Un portavoce della Corte ha dichiarato che i reati contestati agli accusati sono incontestabili e che vi sono prove inconfutabili sia del coinvolgimento degli arrestati nell’organizzazione degli “incidenti criminali” avvenuti a Lhasa e altrove, su deliberata istigazione della “clicca” del Dalai Lama e di elementi indipendentisti.
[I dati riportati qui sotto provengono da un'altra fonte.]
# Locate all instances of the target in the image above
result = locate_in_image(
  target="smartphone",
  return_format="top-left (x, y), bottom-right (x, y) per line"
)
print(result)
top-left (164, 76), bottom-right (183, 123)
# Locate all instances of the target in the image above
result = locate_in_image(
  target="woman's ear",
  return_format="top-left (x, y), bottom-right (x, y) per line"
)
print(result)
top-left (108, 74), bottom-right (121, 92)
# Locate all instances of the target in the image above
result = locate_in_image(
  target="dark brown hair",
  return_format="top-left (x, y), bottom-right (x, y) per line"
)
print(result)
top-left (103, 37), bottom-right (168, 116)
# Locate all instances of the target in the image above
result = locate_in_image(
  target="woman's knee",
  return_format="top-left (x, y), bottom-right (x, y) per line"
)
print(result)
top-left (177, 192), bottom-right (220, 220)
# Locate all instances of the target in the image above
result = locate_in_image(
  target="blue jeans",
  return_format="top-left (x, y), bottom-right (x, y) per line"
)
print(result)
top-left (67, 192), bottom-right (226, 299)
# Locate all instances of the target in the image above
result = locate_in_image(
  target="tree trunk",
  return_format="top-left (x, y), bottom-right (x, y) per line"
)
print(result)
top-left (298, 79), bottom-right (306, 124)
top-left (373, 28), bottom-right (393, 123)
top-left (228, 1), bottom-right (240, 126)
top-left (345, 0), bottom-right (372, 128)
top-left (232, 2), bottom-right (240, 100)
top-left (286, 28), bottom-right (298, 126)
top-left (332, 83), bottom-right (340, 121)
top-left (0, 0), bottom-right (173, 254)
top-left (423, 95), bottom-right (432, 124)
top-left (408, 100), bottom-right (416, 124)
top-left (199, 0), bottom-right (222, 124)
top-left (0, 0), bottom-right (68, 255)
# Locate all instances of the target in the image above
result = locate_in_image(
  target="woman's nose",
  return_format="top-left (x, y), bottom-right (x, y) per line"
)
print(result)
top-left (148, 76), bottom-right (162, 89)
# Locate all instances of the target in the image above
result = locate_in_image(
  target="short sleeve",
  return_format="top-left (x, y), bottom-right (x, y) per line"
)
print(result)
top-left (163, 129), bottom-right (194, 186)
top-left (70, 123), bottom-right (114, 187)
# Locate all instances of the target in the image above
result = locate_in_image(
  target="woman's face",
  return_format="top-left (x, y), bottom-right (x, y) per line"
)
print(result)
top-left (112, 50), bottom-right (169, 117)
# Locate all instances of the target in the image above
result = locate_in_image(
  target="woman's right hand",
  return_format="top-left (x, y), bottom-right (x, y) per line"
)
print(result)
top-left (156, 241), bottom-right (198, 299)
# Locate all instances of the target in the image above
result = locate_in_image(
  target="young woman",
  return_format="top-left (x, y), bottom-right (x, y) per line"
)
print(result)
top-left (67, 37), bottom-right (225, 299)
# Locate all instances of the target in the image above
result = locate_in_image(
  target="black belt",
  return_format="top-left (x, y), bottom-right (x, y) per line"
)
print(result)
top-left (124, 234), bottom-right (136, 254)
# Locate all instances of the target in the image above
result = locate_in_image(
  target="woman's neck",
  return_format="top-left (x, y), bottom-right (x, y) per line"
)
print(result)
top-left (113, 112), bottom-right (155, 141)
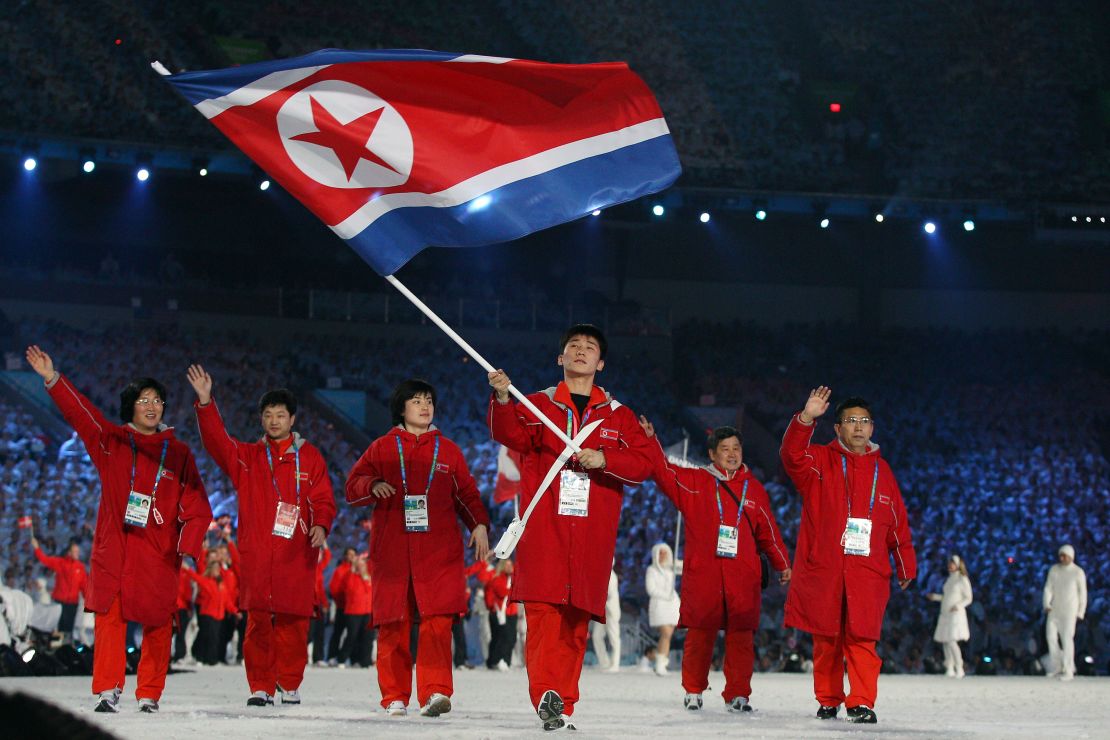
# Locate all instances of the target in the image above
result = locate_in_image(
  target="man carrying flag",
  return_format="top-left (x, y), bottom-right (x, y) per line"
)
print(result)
top-left (29, 535), bottom-right (88, 644)
top-left (487, 325), bottom-right (654, 731)
top-left (188, 365), bottom-right (336, 707)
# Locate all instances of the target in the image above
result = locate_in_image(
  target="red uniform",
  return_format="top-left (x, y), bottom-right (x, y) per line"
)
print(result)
top-left (488, 382), bottom-right (653, 716)
top-left (346, 425), bottom-right (489, 708)
top-left (175, 568), bottom-right (193, 611)
top-left (46, 374), bottom-right (211, 701)
top-left (33, 547), bottom-right (88, 605)
top-left (186, 569), bottom-right (227, 620)
top-left (314, 548), bottom-right (332, 613)
top-left (646, 439), bottom-right (790, 701)
top-left (485, 573), bottom-right (519, 617)
top-left (780, 414), bottom-right (917, 709)
top-left (344, 571), bottom-right (373, 615)
top-left (195, 399), bottom-right (337, 696)
top-left (329, 562), bottom-right (351, 610)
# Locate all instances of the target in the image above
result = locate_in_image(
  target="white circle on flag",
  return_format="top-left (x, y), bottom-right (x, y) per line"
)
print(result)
top-left (277, 79), bottom-right (413, 189)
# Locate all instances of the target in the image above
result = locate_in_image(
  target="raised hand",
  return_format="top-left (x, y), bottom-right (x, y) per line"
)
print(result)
top-left (25, 345), bottom-right (56, 381)
top-left (186, 364), bottom-right (213, 405)
top-left (487, 370), bottom-right (511, 402)
top-left (638, 415), bottom-right (655, 439)
top-left (800, 386), bottom-right (832, 424)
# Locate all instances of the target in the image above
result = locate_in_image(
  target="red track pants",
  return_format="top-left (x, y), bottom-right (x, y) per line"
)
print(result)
top-left (523, 601), bottom-right (592, 717)
top-left (681, 627), bottom-right (755, 701)
top-left (243, 610), bottom-right (310, 694)
top-left (91, 595), bottom-right (172, 701)
top-left (811, 622), bottom-right (882, 708)
top-left (376, 609), bottom-right (454, 708)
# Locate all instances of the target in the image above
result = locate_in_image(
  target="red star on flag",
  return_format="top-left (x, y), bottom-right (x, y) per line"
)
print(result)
top-left (291, 96), bottom-right (399, 180)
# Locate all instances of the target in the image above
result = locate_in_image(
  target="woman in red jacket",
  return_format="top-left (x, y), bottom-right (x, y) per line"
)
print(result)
top-left (484, 559), bottom-right (519, 670)
top-left (346, 379), bottom-right (490, 719)
top-left (26, 345), bottom-right (212, 714)
top-left (186, 561), bottom-right (227, 665)
top-left (30, 536), bottom-right (88, 642)
top-left (338, 556), bottom-right (374, 667)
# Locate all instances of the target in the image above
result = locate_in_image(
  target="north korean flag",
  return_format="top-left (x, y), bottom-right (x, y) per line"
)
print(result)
top-left (161, 49), bottom-right (681, 275)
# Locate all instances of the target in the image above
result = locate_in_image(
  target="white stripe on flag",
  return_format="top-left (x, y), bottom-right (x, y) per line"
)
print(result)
top-left (330, 117), bottom-right (672, 239)
top-left (448, 54), bottom-right (515, 64)
top-left (195, 66), bottom-right (331, 119)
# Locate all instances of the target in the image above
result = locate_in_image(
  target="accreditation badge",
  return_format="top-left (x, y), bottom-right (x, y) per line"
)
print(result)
top-left (716, 524), bottom-right (739, 558)
top-left (124, 491), bottom-right (152, 528)
top-left (272, 501), bottom-right (300, 539)
top-left (841, 517), bottom-right (873, 556)
top-left (558, 469), bottom-right (590, 517)
top-left (404, 495), bottom-right (429, 532)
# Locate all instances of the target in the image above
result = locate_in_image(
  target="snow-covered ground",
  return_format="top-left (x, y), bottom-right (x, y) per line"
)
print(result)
top-left (0, 665), bottom-right (1105, 739)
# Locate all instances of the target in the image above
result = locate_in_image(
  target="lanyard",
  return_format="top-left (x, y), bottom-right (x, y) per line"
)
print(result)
top-left (396, 435), bottom-right (440, 496)
top-left (715, 479), bottom-right (749, 527)
top-left (265, 442), bottom-right (301, 508)
top-left (841, 457), bottom-right (879, 520)
top-left (564, 406), bottom-right (593, 439)
top-left (129, 436), bottom-right (169, 503)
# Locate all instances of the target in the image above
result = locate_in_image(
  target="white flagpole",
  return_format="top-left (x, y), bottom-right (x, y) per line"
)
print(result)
top-left (384, 274), bottom-right (581, 453)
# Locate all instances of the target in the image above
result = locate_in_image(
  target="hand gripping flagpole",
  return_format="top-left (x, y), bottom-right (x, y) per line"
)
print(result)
top-left (384, 274), bottom-right (582, 453)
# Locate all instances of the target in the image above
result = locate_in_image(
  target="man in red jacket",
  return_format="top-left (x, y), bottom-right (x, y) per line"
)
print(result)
top-left (188, 365), bottom-right (336, 707)
top-left (640, 421), bottom-right (792, 713)
top-left (780, 387), bottom-right (916, 724)
top-left (30, 536), bottom-right (88, 642)
top-left (26, 345), bottom-right (212, 714)
top-left (487, 324), bottom-right (654, 731)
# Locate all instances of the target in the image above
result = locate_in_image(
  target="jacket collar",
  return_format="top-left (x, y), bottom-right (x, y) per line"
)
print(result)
top-left (258, 431), bottom-right (306, 452)
top-left (547, 382), bottom-right (610, 416)
top-left (704, 463), bottom-right (749, 482)
top-left (389, 424), bottom-right (440, 443)
top-left (831, 437), bottom-right (881, 457)
top-left (126, 423), bottom-right (174, 442)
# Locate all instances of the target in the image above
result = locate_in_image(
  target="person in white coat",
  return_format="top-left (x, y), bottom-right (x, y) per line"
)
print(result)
top-left (592, 568), bottom-right (621, 672)
top-left (1043, 544), bottom-right (1087, 680)
top-left (927, 555), bottom-right (973, 678)
top-left (646, 543), bottom-right (682, 676)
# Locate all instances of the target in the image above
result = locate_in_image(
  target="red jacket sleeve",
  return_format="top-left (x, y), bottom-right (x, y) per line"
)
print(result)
top-left (747, 480), bottom-right (792, 572)
top-left (598, 406), bottom-right (654, 487)
top-left (33, 547), bottom-right (61, 571)
top-left (45, 374), bottom-right (111, 465)
top-left (448, 442), bottom-right (491, 532)
top-left (175, 450), bottom-right (213, 563)
top-left (306, 446), bottom-right (337, 533)
top-left (328, 567), bottom-right (348, 601)
top-left (779, 414), bottom-right (823, 495)
top-left (487, 395), bottom-right (543, 454)
top-left (345, 440), bottom-right (385, 507)
top-left (193, 399), bottom-right (246, 487)
top-left (885, 473), bottom-right (917, 581)
top-left (644, 436), bottom-right (700, 513)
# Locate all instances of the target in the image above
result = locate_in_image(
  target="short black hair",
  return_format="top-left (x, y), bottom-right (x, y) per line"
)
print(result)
top-left (707, 426), bottom-right (742, 452)
top-left (560, 323), bottom-right (608, 360)
top-left (119, 377), bottom-right (167, 423)
top-left (835, 396), bottom-right (873, 423)
top-left (390, 378), bottom-right (437, 425)
top-left (259, 388), bottom-right (297, 416)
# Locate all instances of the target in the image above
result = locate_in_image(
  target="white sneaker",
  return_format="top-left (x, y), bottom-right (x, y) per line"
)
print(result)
top-left (247, 691), bottom-right (274, 707)
top-left (419, 693), bottom-right (452, 717)
top-left (542, 713), bottom-right (577, 731)
top-left (653, 655), bottom-right (669, 676)
top-left (138, 697), bottom-right (159, 713)
top-left (496, 659), bottom-right (510, 672)
top-left (684, 692), bottom-right (703, 711)
top-left (727, 696), bottom-right (752, 713)
top-left (386, 700), bottom-right (407, 716)
top-left (281, 689), bottom-right (301, 705)
top-left (94, 688), bottom-right (121, 713)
La notizia delle condanne è apparsa, in lingua cinese, sull’edizione on line del quotidiano Lhasa Evening News il giorno 8 novembre 2008 e solo in questi giorni è stata tradotta e diffusa. L’estrema severità delle sentenze sembra essere un segnale della fermezza con cui Pechino intende impedire qualsiasi fuga di notizie riguardanti le manifestazioni all’interno del Tibet e la repressione in atto. Allo stesso tempo, la Corte di Giustizia sembra aver voluto inviare un chiaro monito alle Organizzazioni non Governative operanti sull’altopiano tibetano.
Da quando sono scoppiate le proteste, lo scorso 10 marzo, le autorità cinesi hanno cercato di imporre il blocco totale delle informazioni da e verso il Tibet e, di fatto, per alcuni mesi il paese è stato tagliato fuori dal resto del mondo.